Longtime neighborhood business owner Guillermo Herrera, of Woodland Grocery on the corner of 67th Street and Woodland Avenue, said he had just seen the teen, a frequent customer, 30 minutes before he was shot, when he stopped in to buy a pair of socks.

He said he spoke with the boy’s mother on Friday morning and she told him between sobs that her son had returned home briefly after making the purchase, then left again and was walking to catch a trolley down the street when he was shot.

“He’s a good boy, a nice kid,” said Herrera, 51. “He’s quiet and respectful. I can’t believe this happened.”

There was another paragraph further down in which a friend of the family described the victim as “a sweet boy who loves going to school each day.”

But there’s the money line:

Video of the incident captured by Herrera’s store and reviewed by The Inquirer showed that the teen was walking alone on the sidewalk along Woodland Avenue when a man stepped out of a black SUV that was double-parked across the street. The man, gun in hand, walked to the teen and shot him multiple times, including in the head, before returning to the car and fleeing north.
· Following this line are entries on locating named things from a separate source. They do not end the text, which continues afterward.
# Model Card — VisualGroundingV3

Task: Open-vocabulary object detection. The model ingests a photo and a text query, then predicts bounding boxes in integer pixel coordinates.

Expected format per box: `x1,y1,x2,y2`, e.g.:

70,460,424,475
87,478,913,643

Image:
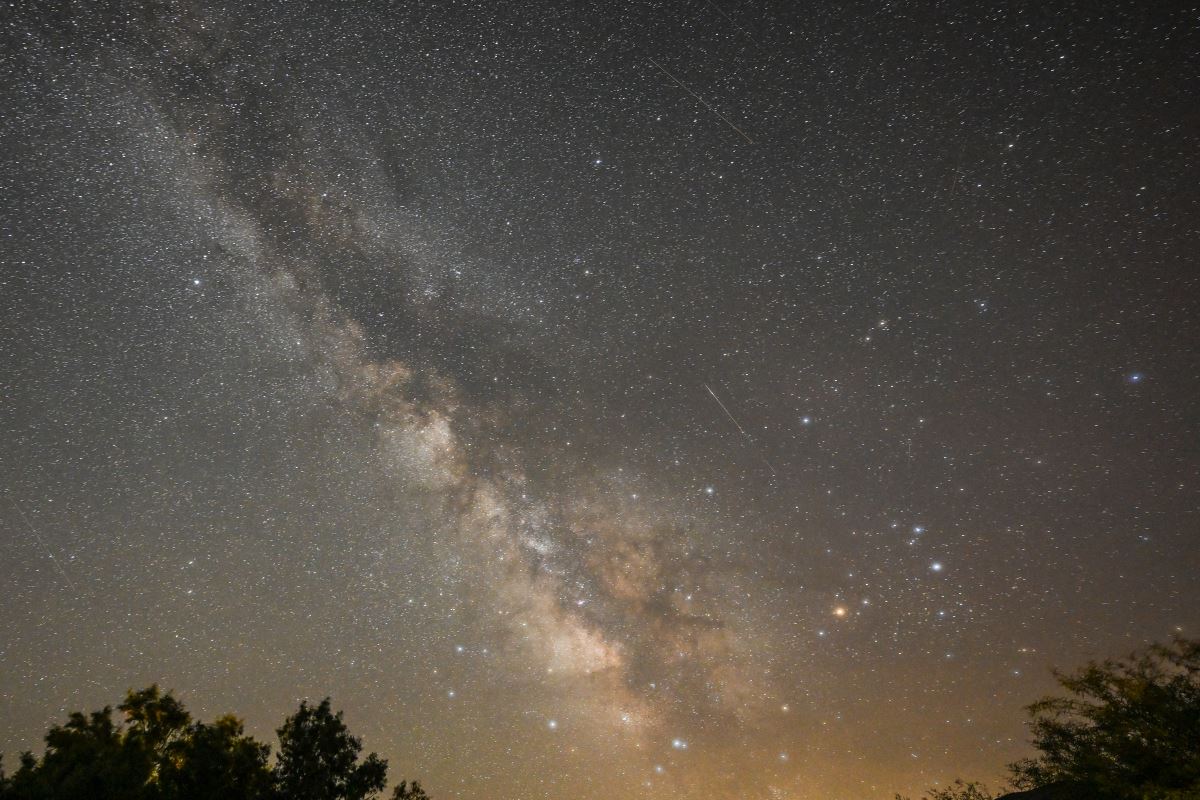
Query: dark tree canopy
275,697,388,800
0,686,415,800
1012,639,1200,800
902,639,1200,800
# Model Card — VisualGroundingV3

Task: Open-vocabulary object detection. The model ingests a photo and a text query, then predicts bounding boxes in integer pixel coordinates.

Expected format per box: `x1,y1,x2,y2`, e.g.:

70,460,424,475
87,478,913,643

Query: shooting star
8,494,79,595
704,384,779,477
646,56,754,144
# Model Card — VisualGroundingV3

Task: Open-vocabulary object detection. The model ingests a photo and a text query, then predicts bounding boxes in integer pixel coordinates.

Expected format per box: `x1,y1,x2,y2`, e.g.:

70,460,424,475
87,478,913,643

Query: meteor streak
8,495,79,595
646,56,754,143
704,384,779,477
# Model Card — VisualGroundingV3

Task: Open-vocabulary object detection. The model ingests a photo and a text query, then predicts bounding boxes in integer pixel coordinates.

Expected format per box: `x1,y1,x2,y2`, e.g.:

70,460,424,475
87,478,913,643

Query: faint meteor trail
704,384,779,477
8,494,79,595
646,56,754,143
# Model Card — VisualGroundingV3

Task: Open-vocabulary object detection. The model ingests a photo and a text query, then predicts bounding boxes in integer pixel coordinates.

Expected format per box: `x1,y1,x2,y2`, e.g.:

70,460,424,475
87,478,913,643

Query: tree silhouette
275,697,388,800
158,715,274,800
0,686,412,800
1010,639,1200,800
391,781,430,800
896,638,1200,800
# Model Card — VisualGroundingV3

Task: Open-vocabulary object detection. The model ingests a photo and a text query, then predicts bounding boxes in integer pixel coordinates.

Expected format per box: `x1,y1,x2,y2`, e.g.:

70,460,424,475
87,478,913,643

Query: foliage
391,781,430,800
275,697,388,800
896,778,996,800
1010,639,1200,800
0,686,415,800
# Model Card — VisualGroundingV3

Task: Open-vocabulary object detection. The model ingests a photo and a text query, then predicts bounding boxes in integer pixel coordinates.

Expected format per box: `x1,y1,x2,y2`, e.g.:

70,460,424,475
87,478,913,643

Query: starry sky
0,0,1200,800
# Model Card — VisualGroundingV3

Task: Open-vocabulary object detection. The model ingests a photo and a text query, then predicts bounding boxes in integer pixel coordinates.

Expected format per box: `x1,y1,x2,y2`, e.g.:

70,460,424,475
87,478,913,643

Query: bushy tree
275,697,388,800
895,778,996,800
391,781,430,800
0,686,428,800
1010,639,1200,800
158,715,274,800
In other words, this 16-year-old was deliberately targeted for execution. Why does such a “sweet,” “quiet and respectful” teenaged boy get targeted for a deliberate, broad daylight assassination?

(Capt. James Kearney, head of the Philadelphia Police Department’s nonfatal shootings unit) said police recovered six spent shell casings at the scene, and recovered a gun that the teen had been carrying. No arrest has been made, and the motive remains unclear, he said, adding that the teen had never been charged with a crime and there were no incidents in his past to indicate why someone might target him.

So, even though Captain Kearney said the victim had no record and the police knew of no suspect past incidents, he was still carrying a gun himself. At just 16 years of age, he could not have carried a concealed weapon legally.

At any rate, that’s two stories, Friday and Saturday, in which we were told about such very nice boys, gunned down for no apparent reason.

But murder always has a reason. It’s almost never a good reason, and usually a very stupid one, often completely insane, but someone waiting for a victim, getting out of his car, walking up and putting six bullets into a victim, had a reason. It’s just that the Inquirer isn’t asking questions about what that reason was, even though the fact that the victim was also carrying a gun ought to be a fairly significant clue.